Former Bibb County school Superintendent Romain Dallemand wants $10 million from the school system for what he maintains are violations of his severance agreement with the district.
In his filing with the American Arbitration Association, Dallemand contends that school board members “flagrantly and intentionally” breached his severance agreement and committed “acts of libel and slander” against him.
Specifically, Dallemand cites paragraphs six and seven of the agreement, which state that board members had agreed to release Dallemand of “all claims, known or unknown,” and that they would “not make any statement of any kind ... that may reasonably be considered to disparage or impugn the other’s work and/or reputation.”
The Telegraph obtained the Jan. 28 filing through an Open Records Act request. Dallemand paid a filing fee of $14,900 to the association, documents showed.
The Telegraph tried to contact Dallemand at his Florida home. A person who identified himself as Dallemand answered the phone. When a Telegraph reporter identified himself, Dallemand said “no comment” and hung up.
Board members declined to comment on the complaint, saying the matter involved pending litigation.
In the filing, Dallemand also condemned an audit report from the accounting firm Mauldin & Jenkins nearly a year ago, maintaining that it contained “fictive and false findings” and “unjustly impugned and maligned” his reputation.
That audit, presented to the Bibb school board after Dallemand had left the district, said Dallemand had repeatedly violated school board policy by ordering more than $26 million in technology equipment and services without the required, prior approval of the board.
Later, the school system sent a copy of that audit and the findings of its own investigation to the state’s Professional Standards Commission, Georgia’s educator regulatory agency, and the state Attorney General’s Office. This past October, the PSC voted to revoke Dallemand’s certification.
In his complaint, Dallemand attached exhibits to support his claim, including a copy of the audit in question and three Telegraph articles. Those articles detailed the audit’s findings, the board’s aim to explore options for investigating the matter, and former interim Superintendent Steve Smith’s intention to notify the PSC.
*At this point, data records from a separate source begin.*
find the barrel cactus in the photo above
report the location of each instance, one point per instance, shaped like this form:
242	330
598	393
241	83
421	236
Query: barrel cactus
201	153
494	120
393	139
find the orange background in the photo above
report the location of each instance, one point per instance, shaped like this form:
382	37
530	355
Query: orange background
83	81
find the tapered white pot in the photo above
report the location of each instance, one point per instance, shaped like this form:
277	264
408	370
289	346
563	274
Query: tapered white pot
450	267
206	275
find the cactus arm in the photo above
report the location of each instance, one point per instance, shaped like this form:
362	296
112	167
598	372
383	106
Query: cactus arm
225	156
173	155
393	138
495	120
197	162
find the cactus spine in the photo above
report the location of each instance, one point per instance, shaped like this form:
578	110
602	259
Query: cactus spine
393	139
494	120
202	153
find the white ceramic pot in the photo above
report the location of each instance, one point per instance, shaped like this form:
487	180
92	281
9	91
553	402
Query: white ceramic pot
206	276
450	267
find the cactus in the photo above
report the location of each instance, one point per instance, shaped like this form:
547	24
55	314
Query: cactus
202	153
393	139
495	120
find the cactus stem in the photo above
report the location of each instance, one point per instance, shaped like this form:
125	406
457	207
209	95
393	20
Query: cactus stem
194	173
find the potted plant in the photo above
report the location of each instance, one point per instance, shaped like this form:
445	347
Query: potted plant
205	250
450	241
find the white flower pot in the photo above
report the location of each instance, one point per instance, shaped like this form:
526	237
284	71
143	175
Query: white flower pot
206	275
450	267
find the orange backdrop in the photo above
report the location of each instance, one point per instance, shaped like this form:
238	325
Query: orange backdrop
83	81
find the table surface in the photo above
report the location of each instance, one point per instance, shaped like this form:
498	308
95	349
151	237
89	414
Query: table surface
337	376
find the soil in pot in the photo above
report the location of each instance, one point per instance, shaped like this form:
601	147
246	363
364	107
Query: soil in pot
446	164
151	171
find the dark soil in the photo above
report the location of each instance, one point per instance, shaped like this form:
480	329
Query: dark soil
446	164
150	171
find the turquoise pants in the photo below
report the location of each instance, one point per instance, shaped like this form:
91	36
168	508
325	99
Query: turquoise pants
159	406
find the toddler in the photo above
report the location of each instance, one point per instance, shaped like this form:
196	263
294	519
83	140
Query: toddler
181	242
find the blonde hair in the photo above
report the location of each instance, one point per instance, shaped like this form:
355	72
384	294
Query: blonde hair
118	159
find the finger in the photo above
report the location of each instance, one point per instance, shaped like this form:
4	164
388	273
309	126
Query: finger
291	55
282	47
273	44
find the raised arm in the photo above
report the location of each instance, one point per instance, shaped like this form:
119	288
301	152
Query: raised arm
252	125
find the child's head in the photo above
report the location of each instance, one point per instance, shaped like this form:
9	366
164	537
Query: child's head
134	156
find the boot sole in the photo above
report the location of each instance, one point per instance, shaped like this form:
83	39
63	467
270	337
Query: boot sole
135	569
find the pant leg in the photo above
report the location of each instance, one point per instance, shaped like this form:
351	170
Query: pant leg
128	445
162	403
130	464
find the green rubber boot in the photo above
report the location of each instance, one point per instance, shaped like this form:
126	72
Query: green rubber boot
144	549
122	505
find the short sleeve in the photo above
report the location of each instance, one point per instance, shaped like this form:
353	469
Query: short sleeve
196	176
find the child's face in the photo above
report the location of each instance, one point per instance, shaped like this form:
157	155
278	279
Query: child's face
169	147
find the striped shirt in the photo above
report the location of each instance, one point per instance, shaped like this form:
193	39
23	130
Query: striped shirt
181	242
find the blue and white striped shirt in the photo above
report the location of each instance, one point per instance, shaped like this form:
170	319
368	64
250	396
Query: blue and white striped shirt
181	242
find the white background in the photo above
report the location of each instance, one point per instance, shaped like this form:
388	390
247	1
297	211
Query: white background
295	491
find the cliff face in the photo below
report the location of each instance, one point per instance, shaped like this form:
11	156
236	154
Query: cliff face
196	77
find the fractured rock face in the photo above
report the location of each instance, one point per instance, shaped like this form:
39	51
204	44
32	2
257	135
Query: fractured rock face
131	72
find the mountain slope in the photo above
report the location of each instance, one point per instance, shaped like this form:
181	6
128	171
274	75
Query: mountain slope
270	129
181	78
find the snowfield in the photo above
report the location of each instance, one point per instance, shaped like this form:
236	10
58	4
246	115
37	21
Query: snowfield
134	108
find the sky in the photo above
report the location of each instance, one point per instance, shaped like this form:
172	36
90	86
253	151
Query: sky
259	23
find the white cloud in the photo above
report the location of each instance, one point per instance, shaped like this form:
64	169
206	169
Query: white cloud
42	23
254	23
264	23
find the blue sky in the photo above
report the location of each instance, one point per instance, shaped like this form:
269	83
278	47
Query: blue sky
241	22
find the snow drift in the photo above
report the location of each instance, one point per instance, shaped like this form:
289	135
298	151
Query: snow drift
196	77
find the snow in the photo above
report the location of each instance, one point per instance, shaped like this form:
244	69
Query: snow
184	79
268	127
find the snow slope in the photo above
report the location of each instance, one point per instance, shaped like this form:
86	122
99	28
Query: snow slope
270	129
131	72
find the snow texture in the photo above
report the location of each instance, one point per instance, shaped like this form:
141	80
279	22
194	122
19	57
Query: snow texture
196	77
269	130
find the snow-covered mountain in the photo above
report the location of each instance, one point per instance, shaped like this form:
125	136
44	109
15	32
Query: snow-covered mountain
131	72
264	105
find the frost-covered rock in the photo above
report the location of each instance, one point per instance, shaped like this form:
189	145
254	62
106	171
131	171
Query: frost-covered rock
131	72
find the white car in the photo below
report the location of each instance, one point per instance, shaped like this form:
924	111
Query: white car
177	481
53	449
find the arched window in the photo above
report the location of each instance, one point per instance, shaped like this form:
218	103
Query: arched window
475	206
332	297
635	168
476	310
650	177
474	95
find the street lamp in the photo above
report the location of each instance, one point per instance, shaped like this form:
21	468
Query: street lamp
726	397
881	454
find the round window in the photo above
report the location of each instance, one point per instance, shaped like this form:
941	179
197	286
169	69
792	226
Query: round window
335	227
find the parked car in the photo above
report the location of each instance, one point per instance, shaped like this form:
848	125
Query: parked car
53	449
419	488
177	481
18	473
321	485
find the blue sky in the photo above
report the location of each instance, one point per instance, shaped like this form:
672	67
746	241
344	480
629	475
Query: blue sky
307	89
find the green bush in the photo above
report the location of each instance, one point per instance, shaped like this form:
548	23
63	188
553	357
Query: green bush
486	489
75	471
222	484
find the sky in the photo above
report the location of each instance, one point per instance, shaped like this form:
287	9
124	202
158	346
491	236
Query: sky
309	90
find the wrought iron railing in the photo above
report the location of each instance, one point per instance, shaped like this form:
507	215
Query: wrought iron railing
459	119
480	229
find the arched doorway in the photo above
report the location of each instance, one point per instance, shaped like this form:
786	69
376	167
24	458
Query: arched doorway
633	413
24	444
Dallemand’s arbitration filing came just a couple of weeks after he appealed the PSC’s revocation of his license, asking the agency to reverse its decision and reopen the proceedings. He claimed he was never notified of the decision and learned of it only after the 30-day appeal period had passed.
The appeal was denied, said Paul Shaw, director of the PSC’s ethics division. If Dallemand wants his license back, he added, he will have to start by filing suit in Superior Court.
Dallemand was hired as the district’s superintendent in February 2011. He launched a strategic plan for the district, which he dubbed the Macon Miracle. His administration was beset by controversy, from clashes with board members to questions about his spending.
The board eventually voted 7-1, with Lester Miller voting against, to buy out Dallemand’s contract for $350,000 in February 2013.